И тут до него начало доходить.

— Думаешь, я такой же психопат? — поразился Вальтер. — И пытаюсь тебя переплюнуть?

Улыбка на лице Кана стала ещё шире.

— Я не думаю, я знаю. Твоя жизнь изменилась, прими это.

— Ты точно псих! — заорал Вальтер и рванул на себя дверь. Она не открывалась, и он начал колотить по ней топором, а потом с размаха швырнул его в Кана. Топор пролетел по дуге, ударился о противоположную стену и с грохотом упал в металлическую раковину.

— Давай посмотрим, — сказал Кан как ни в чём не бывало. — Если я правильно понял, ты напал на Саар и ударил её топором. Сбежал на «Эрлик», закрыл портал, убил ни в чём не повинного матроса. Что было с Гаретом? Он бы не стал запускать резонатор при виде твоего топора. Допустим, Гарета взял на себя пришелец, который решил, что раз люки задраены, пора отправляться в путь. В итоге ты собрался привести на Землю никому не известное существо… или что похуже. Ты готов уничтожить «Грифон» с тремя десятками человек просто потому, что бедную Тому лишили возможности страдать ерундой, а на тебя никто не обращает внимания. Ты психопат, Вальтер, но, в отличие от меня, неудачник.

Он смолк, ожидая ответа, но Вальтеру было нечего сказать. Его надежда на пришельца гасла. Физик был нужен для запуска резонатора, а зачем ему Вальтер? «Неудачник, — с горечью и страхом подумал он, повторив слова оборотня. — Неудачник и идиот».

Его мысли обратились к кают-компании, где спала Тома. Или не спала? Заперлась от него, бросила на произвол судьбы, на съедение этому получеловеку. Она меня во всё это втянула. Я здесь из-за неё. Всё, что я сделал, было ради её освобождения. А она? Пока меня не было, развлекалась с этими уродами-близнецами, а теперь, когда я вытащил её с корабля, бросила?

— Насчёт близнецов ты ошибаешься, — сказал Кан.

Он говорил это вслух?

Оборотень улыбнулся.

— Я знаю, что ты чувствуешь. Я чувствую себя так же.

— Ни хрена ты не знаешь! — заорал Вальтер. — Ты угрожаешь меня убить!

— Да. Это меня развлечёт, пока я жду Саар.

— Она умерла! Я отрубил ей голову, и она не развернёт этот чёртов кокон! «Грифон» погибнет, и ты ничего не сделаешь!

— Слова отчаяния, — Кан понимающе кивнул. — Но хватит болтовни.

Он сделал быстрый жест, и Вальтер почувствовал, что поднимается в воздух.
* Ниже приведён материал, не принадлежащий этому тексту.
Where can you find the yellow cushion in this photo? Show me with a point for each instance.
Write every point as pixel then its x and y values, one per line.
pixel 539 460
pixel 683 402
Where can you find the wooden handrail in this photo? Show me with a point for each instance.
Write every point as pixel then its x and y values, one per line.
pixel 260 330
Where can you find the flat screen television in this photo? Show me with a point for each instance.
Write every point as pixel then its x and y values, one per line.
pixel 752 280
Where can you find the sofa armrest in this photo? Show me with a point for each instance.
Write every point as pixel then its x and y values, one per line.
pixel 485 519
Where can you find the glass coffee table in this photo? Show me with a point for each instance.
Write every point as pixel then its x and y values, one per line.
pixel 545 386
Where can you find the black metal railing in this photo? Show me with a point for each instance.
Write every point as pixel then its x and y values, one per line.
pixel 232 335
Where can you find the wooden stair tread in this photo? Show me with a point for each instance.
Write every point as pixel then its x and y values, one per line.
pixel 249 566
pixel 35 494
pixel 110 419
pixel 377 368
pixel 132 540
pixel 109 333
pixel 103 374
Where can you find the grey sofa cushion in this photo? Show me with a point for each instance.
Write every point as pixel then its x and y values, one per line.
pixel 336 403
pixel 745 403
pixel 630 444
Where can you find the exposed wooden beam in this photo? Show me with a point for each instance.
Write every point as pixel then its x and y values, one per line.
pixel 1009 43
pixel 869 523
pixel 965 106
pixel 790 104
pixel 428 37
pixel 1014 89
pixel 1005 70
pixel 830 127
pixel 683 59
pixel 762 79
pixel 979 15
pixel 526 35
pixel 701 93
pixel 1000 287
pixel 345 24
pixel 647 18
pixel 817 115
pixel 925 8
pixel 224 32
Он не мог пошевелиться, словно его тело окунули в густую плотную жидкость. Когда кончики ботинок оторвались от пола, его одежду охватило пламя, почти чёрное в фиолетовом свете лаборатории. Он не мог открыть рот, чтобы закричать, не мог издать ни звука, не мог сбить огонь или сорвать с себя одежду. Скоро огонь погас; на пол осыпался пепел. Голый, обожжённый, с опалёнными волосами, он висел перед оборотнем, который наблюдал за ним с выражением ребёнка, увлечённо отрезающего ноги муравью.

В кают-компании «Грифона» Ганзориг беседовал с капитаном Ормондом, который недавно посетил камеру восстановления и обрёл, наконец, душевное спокойствие. Они обсуждали необходимость покинуть «Грифон». Когда резонаторы заработают, корабль столкнётся с горой, на которой стоит «Эрлик», и хотя его дальнейшая судьба, будущее самой горы и жидкости, наполнявшей аномалию, оставались понятны не до конца, «Грифон» был обречён, и это расстраивало обоих капитанов.

Свет мигнул, зажёгся вновь, и по кораблю разнёсся сигнал тревоги. Все беседы прервались. Ганзориг мигом оказался в коридоре. Капитан Ормонд заторопился на свой пост, Ганзориг — в аппаратную.

Посреди помещения застыли близнецы. Джулиус смотрел на мониторы Мики, Франц — на входивших. Кроме адмирала, в аппаратную явились только Сверр и Юхан. Больше никого.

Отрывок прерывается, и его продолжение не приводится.